How this skill works
The skill inspects design choices across system components: data pipelines, model selection (prompting, RAG, finetuning), serving patterns, and monitoring approaches. It provides step-by-step recommendations for evaluation metrics, A/B testing, drift detection, and production optimizations like quantization, batching, and caching. The guidance is actionable: pick the right technique, size compute, configure finetuning methods, and instrument production for alerts and feedback loops.
When to use it
- Designing or scaling an AI application architecture (from prototype to production).
- Choosing between prompting, RAG, or finetuning for a task.
- Building and validating datasets for training or finetuning.
- Setting up model evaluation, A/B tests, and monitoring in production.
- Optimizing inference for latency, throughput, or cost.
- Designing guardrails, safety checks, and feedback loops for user-facing models.
Best practices
- Start with clear success metrics and align evaluation datasets to real user tasks.
- Prefer RAG when knowledge freshness or grounding reduces hallucination; finetune only when repeated, task-specific behavior is required.
- Instrument pipelines: log inputs, outputs, latencies, confidence signals, and subset labels for human review.
- Optimize inference in order: eliminate waste, batch requests, quantize, then scale parallelism as needed.
- Use progressive architecture evolution: add components (router, cache, orchestrator) only when justified by traffic and failure modes.
- Implement automated drift detection and lightweight human-in-the-loop review for edge cases.
Example use cases
- Deploying a customer support assistant: start with RAG + retrieval tuning, then finetune on scored dialogs if behavior needs to be baked in.
- Reducing inference cost: quantize the model, enable batching, and add a cache for repeated queries to cut latency and spend.
- Evaluating an open-ended model: use mixed evaluation methods (automated metrics, functional tests, and AI-as-judge) and run A/B tests for user impact.
- Creating a data pipeline for finetuning: collect high-quality labeled examples, filter noise, and iterate with synthetic augmentation only after verification.
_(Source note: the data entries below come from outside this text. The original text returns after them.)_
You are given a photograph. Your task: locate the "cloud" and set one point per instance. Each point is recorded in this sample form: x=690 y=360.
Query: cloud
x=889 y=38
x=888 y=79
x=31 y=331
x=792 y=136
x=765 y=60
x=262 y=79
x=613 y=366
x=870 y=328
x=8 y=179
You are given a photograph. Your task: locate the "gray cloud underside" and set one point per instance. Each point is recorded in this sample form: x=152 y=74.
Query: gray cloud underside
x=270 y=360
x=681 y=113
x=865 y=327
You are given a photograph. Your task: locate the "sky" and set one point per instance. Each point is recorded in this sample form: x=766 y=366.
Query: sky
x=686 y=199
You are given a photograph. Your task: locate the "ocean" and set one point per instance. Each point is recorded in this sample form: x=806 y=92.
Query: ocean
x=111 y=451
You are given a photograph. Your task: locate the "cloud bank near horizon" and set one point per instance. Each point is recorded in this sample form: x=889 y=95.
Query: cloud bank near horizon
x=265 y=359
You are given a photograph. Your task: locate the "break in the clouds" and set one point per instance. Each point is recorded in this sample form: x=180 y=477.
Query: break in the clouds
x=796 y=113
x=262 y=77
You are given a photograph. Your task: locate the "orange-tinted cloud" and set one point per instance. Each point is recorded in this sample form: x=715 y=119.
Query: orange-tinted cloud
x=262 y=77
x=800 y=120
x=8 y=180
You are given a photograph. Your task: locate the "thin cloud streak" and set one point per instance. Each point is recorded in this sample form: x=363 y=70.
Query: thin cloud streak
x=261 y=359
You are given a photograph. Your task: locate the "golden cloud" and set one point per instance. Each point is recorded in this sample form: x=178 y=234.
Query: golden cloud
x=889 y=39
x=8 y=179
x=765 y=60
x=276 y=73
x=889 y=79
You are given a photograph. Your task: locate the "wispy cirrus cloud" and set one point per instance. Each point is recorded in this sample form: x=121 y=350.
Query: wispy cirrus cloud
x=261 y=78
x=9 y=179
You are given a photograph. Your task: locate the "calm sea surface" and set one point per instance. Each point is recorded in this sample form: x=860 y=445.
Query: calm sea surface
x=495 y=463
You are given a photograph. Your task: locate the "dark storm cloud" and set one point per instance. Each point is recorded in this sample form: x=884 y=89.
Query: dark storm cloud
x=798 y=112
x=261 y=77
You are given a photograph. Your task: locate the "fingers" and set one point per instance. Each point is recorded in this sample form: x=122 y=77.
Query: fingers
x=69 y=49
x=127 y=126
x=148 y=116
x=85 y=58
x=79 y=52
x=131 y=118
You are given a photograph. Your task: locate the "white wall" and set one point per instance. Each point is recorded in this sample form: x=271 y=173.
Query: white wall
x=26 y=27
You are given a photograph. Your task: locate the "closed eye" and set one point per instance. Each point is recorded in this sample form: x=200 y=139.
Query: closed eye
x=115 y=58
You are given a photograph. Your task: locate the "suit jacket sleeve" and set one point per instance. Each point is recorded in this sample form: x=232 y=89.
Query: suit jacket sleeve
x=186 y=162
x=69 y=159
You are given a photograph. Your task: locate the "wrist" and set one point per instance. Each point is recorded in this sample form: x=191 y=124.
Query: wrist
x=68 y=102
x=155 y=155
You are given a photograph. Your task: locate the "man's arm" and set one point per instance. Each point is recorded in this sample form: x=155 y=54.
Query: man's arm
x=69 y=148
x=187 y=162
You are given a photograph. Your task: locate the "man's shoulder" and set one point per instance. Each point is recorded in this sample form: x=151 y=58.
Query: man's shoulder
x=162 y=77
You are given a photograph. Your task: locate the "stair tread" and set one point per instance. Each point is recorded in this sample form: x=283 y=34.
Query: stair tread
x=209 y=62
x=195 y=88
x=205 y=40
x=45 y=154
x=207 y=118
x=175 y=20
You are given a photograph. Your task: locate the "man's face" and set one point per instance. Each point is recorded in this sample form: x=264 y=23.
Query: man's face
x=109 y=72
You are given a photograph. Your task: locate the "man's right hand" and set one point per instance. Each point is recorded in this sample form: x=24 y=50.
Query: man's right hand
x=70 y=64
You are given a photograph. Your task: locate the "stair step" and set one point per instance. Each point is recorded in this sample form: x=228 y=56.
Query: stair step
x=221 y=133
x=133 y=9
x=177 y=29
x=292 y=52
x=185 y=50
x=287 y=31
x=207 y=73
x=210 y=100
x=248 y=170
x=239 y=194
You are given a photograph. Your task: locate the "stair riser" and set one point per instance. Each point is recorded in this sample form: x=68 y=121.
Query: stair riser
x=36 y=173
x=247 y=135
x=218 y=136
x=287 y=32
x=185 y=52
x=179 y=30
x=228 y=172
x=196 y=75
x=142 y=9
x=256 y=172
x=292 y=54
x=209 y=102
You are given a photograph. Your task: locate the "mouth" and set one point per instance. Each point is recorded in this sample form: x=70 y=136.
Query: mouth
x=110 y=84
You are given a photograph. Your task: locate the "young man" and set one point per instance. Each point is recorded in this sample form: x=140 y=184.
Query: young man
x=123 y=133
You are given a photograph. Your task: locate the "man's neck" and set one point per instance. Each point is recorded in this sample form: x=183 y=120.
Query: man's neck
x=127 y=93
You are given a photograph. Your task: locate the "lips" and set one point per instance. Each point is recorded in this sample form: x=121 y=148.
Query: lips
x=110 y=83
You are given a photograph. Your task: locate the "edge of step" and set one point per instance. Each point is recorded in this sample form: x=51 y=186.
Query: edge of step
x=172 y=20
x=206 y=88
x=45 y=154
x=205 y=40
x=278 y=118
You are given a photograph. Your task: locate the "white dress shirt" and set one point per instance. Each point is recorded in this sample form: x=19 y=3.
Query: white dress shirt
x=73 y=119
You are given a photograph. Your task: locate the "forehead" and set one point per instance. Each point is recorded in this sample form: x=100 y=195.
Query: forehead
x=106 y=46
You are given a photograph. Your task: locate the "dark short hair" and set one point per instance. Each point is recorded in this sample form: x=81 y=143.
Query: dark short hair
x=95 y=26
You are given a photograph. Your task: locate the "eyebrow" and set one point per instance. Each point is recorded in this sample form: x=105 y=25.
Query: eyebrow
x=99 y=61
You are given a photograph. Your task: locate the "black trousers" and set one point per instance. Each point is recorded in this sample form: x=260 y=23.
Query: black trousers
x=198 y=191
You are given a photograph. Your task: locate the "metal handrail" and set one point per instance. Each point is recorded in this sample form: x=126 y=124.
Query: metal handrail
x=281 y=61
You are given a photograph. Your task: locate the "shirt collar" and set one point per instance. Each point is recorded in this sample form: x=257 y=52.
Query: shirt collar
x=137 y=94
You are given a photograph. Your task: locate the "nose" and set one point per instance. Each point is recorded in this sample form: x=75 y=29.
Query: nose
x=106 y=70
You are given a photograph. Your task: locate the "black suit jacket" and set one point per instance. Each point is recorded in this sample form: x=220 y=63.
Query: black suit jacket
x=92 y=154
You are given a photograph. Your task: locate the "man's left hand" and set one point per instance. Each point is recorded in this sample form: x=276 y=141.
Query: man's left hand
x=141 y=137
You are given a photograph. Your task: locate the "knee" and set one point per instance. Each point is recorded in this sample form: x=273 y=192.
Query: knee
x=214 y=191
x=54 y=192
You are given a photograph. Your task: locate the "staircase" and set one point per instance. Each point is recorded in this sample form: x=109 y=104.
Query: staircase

- Building an agent: design planner and executor separation, add memory via vector store, and harden with input/output guardrails.
FAQ
Finetune when the task requires deterministic, repeated behavior or when prompt/RAG approaches cannot achieve required accuracy; use RAG for dynamic knowledge and prompting for fast experiments.
What are the highest-impact inference optimizations?
Measure first, then apply: remove unnecessary context, enable batching, apply quantization, add caching, and finally scale with parallelism.